# ForceSMIP Example: Load Data Only

**Notebook author:** Robb Jnglin Wills (r.jnglinwills@usys.ethz.ch)

The goal of this notebook is to provide a simple notebook for loading in the ForceSMIP training and evaluation data and taking anomalies from the full-period climatology. This is meant to be a starting point for the development of other notebooks. 

#### Outline:

* Notes on setup with conda
* Import of key packages
* User-specified options
* Loading in the ForceSMIP data
    * Defining a function to read in data
    * Loading monthly anomaly maps for the evaluation data
    * Loading monthly anomaly maps for the training data
    * Calculating the ensemble-mean monthly anomaly maps for the training data

### Data structure, training and evaluation data

This notebook loads the ForceSMIP **training data** and the ForceSMIP **evaluation data**. For the training data, we have many ensemble members, and we can compute the forced response as the ensemble average. For the evaluation data, we only have one realization from each model, just as we only have one realization of the real world. The challenge of ForceSMIP is to come up with methods that can approximate the forced response from these single realizations, removing internal variability as we would if we were able to take an ensemble mean.

## Some setup notes

This setup assumes that you have anaconda installed. If you do not, you can install miniconda (from [here](https://docs.conda.io/en/main/miniconda.html)).

To create this environment we ran `conda create -n forcesmip -c conda-forge xcdat xesmf scikit-learn scipy eofs matplotlib cartopy nc-time-axis ipython ipykernel tensorflow python=3.9 -y`

> Note: You may need to check your shell to activate conda. To determine your shell, you can run `echo $SHELL`. You can then activate conda (based on your shell type, e.g., `conda init bash`). You may subsequently need to re-source your shell (e.g., `source ~/.bashrc` for bash).

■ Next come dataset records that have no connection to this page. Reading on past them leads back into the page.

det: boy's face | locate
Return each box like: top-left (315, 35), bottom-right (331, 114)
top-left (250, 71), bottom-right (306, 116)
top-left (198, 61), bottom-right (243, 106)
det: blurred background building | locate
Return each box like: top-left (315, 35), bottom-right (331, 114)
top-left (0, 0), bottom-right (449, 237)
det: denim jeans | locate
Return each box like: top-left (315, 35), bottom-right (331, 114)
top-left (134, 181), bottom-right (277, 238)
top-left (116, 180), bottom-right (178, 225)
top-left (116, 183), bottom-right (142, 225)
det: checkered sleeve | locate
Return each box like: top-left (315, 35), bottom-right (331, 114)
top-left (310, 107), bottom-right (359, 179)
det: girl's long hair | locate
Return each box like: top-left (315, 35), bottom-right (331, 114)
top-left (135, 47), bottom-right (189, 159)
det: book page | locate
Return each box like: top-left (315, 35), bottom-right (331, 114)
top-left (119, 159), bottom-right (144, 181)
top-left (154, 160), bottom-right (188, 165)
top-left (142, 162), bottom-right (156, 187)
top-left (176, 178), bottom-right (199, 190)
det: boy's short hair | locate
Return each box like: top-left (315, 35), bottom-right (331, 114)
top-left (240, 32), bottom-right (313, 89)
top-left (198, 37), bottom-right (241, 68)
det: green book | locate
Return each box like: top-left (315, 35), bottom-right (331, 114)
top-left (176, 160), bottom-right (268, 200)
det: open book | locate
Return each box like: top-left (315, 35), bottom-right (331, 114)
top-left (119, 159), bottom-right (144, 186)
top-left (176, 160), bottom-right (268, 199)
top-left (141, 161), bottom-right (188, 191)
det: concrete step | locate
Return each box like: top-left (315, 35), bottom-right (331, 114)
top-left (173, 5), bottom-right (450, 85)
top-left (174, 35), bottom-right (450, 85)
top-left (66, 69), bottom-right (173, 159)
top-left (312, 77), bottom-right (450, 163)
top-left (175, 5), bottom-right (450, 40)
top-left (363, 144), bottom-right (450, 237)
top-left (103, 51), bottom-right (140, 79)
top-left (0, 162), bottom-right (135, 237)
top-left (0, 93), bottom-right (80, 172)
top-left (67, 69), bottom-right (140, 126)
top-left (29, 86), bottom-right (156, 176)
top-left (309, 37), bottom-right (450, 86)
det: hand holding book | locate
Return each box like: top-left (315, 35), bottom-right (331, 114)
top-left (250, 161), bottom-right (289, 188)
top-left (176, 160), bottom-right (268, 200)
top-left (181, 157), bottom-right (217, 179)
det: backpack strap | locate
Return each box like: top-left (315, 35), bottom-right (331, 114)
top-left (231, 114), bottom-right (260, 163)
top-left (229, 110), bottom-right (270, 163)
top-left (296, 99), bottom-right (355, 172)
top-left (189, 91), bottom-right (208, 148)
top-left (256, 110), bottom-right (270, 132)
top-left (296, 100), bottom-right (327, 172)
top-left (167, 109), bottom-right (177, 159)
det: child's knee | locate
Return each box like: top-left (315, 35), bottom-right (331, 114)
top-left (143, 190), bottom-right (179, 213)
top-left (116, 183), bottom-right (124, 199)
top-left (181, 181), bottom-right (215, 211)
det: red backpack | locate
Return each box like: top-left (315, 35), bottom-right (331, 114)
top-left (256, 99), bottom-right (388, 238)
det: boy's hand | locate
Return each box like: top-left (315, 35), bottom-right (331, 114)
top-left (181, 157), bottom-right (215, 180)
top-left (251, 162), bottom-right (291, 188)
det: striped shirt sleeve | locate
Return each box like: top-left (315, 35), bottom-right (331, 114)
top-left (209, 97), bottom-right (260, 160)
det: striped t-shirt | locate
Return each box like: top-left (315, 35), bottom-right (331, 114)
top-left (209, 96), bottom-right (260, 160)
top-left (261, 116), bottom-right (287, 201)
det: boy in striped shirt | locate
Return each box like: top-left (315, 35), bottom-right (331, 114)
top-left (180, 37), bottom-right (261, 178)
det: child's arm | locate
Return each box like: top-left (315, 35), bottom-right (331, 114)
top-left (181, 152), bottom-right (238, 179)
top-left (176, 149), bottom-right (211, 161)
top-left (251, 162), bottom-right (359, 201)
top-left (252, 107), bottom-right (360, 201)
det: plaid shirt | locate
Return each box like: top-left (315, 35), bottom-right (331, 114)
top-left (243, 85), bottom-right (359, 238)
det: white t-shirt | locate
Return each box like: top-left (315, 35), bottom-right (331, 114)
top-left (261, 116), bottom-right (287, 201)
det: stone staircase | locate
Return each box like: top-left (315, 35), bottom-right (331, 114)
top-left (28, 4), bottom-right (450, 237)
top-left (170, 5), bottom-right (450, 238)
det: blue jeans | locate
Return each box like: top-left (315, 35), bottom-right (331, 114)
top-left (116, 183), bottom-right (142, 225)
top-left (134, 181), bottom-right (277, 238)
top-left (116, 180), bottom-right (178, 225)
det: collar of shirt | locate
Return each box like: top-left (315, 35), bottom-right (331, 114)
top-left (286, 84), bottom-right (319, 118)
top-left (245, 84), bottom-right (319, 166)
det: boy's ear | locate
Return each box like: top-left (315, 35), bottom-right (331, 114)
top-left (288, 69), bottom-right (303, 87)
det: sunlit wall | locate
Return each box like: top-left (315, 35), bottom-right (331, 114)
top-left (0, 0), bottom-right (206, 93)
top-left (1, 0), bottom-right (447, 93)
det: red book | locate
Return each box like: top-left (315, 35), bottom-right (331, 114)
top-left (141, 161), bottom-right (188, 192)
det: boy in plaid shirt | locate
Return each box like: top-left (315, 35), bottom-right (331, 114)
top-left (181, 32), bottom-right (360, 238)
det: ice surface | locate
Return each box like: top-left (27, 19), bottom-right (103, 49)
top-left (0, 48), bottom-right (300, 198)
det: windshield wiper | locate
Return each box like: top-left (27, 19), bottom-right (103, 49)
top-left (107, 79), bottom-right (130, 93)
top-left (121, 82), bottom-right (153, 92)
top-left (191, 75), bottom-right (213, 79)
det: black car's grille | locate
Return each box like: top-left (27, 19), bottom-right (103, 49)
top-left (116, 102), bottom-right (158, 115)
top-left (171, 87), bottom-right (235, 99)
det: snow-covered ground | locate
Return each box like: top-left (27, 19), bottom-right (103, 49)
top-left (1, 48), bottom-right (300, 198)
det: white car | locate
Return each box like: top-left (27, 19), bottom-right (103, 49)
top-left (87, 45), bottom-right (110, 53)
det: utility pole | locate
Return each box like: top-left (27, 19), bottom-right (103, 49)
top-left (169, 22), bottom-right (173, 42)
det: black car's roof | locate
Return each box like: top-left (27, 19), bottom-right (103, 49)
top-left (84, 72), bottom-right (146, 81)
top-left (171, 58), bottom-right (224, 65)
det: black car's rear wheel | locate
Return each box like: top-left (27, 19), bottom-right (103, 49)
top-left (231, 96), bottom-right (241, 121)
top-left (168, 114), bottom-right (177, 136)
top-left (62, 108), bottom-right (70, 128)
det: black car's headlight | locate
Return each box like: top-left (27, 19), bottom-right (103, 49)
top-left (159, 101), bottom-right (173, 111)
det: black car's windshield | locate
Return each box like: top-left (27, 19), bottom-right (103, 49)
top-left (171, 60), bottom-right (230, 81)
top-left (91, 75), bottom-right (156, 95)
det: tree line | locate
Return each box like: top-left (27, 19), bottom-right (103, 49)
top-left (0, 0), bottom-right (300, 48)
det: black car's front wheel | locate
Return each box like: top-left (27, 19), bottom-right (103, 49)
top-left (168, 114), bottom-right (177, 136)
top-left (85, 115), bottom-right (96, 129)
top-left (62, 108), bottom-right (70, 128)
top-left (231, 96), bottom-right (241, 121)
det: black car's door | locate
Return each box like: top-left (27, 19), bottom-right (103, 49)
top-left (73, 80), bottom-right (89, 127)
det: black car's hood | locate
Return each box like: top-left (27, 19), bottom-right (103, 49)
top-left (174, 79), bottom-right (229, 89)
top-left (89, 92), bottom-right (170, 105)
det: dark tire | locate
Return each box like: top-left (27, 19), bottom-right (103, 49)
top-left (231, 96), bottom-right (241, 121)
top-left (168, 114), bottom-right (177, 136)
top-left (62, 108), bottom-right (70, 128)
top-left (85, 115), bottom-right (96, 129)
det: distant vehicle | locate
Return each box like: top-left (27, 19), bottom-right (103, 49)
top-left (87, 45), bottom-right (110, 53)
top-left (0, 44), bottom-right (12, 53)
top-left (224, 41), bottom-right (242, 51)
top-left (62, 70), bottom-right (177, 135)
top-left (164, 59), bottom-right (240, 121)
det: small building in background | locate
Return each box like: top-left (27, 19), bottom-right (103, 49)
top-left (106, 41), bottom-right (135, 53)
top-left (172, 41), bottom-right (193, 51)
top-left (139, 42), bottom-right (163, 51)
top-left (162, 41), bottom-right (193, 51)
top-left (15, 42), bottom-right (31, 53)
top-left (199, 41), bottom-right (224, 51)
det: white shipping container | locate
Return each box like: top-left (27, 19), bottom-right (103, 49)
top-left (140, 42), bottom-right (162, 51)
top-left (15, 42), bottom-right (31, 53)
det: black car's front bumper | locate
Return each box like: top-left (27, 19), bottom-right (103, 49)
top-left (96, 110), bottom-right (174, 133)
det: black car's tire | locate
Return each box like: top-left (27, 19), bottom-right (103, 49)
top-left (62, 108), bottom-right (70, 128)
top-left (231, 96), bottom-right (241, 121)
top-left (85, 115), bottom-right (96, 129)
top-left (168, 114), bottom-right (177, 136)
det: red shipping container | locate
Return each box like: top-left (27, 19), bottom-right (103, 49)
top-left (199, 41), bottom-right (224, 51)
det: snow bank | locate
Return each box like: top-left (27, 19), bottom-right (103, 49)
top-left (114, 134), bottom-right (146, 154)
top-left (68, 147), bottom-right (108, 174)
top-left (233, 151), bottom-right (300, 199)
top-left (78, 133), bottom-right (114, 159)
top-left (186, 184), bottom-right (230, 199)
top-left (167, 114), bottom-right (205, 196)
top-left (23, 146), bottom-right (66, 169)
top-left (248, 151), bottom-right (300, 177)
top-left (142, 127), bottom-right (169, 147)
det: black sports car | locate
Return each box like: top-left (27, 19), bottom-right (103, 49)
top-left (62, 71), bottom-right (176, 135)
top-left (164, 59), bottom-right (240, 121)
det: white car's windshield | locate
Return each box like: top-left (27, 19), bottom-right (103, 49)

Activate your environment with: `conda activate forcesmip`

> Note: Alternatively, you can try `source activate forcesmip`

If you'd like to be able to use this environment with Jupyter, you need to install it with:

`python -m ipykernel install --user --name forcesmip --display-name forcesmip`

### Import packages (code starts here)

In [1]:
# I/O / data wrangling
import os
import glob
import re
import numpy as np
import xarray as xr
import xcdat as xc

# runtime metrics
import time as clocktime

# plotting
import matplotlib.pyplot as plt
import cartopy.crs as ccrs
from cartopy.util import add_cyclic_point

# define a lambda function to perform natural sort
natsort = lambda s: [int(t) if t.isdigit() else t.lower() for t in re.split("(\d+)", s)]

### Define some static mappings for CMIP/ForceSMIP data

This is just some helper information to helps us search for data and reshape it. All ForceSMIP data is on a 2.5 x 2.5 degree lat/lon grid. 

In [2]:
cmipTable = {
    "pr": "Amon",
    "psl": "Amon",
    "tas": "Amon",
    "zmta": "Amon",
    "tos": "Omon",
    "siconc": "OImon",
    "monmaxpr": "Aday",
    "monmaxtasmax": "Aday",
    "monmintasmin": "Aday",
}
cmipVar = {
    "pr": "pr",
    "psl": "psl",
    "tas": "tas",
    "zmta": "ta",
    "tos": "tos",
    "siconc": "siconc",
    "monmaxpr": "pr",
    "monmaxtasmax": "tasmax",
    "monmintasmin": "tasmin",
}
evalPeriods = {
    "Tier1": ("1950-01-01", "2022-12-31"),
    "Tier2": ("1900-01-01", "2022-12-31"),
    "Tier3": ("1979-01-01", "2022-12-31"),
}
nlat = 72
nlon = 144

### Define user-specified parameters

In [3]:
root_dir = "/net/krypton/climdyn_nobackup/FTP/ForceSMIP/"  # path to forcesmip data (ETH)
#root_dir = "/glade/campaign/cgd/cas/asphilli/ForceSMIP/"  # path to forcesmip data (NCAR)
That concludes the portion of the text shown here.